In the evening light Nelson could see that the man who had spoken had darkish blonde hair, pulled back in a braid, and either a really good tan or was from this world's equivalents of one of the southern races. The other man had dark hair and moderately tanned skin. Both good looking. Large, well fed, healthy. Clean. Not like a lot of natives.
"Hello, welcome. Come in." Nelson gestured an invitation. "Put the guns down, they are trying to look friendly."
Javier muttered something behind him, about how he thought the blond had been female. "Damn homos."
"Now, don't jump to conclusions or make value judgments." Nelson said, and sent a frown at the scouts, as they finally lowered their weapons, and holstered them with every sign of reluctance. "We'll just sit down and have dinner with them."
The natives had been listening intently, and swapped shrugs. The dark haired one rattled off something.

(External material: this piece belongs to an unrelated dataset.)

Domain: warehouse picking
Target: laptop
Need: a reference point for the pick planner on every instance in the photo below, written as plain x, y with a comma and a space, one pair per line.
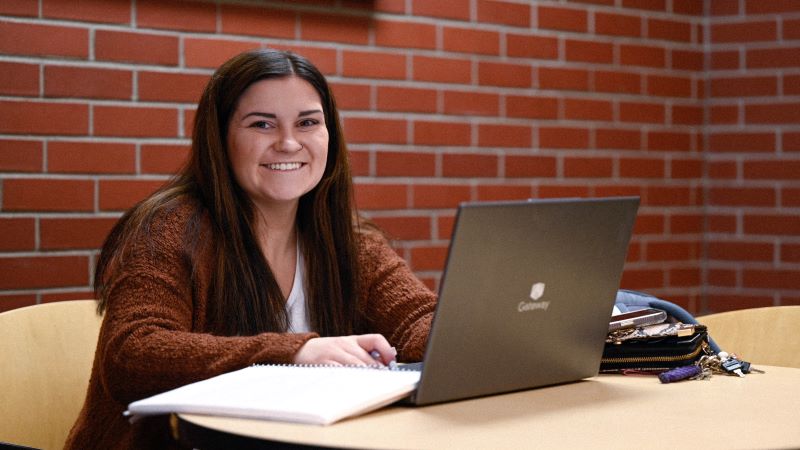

Nelson shook his head, "Sorry, but we don't speak your language. Come. Sit." Damn, what was he supposed to do with natives?
Dark Hair walked in and swept his glance around, stopping on Nelson. He tapped his chest. "Dud It." Gestured at Blonde and Tan, "Lev Tee."
Nelson smiled. That was simple enough. He tapped his own chest. Keep it simple. "Nel Son. Roxy. Ben. Hav I Air."
Nelson looked at Roxy. "Get my case. I have a vid camm, we need to get all of this."
The two men waited and watched while he set up the camm and started both recording and sending. Oh Hell! What were their names? He gulped. "This is a record of the first meeting. We have exchanged names."
He turned back to the natives. "Dud?"
"Dudit. Levty." He repeated obligingly. "Nel Son. Rocks Ee. Ben. Havi Air."
Well, oral traditions and so forth. A good aural memory was no doubt trained into them.
"Please, sit." Nelson gestured as he sat awkwardly on the ground.
"Tanoo fer t'huspitly." Dark Hair—Dudit folded up easily to sit cross legged.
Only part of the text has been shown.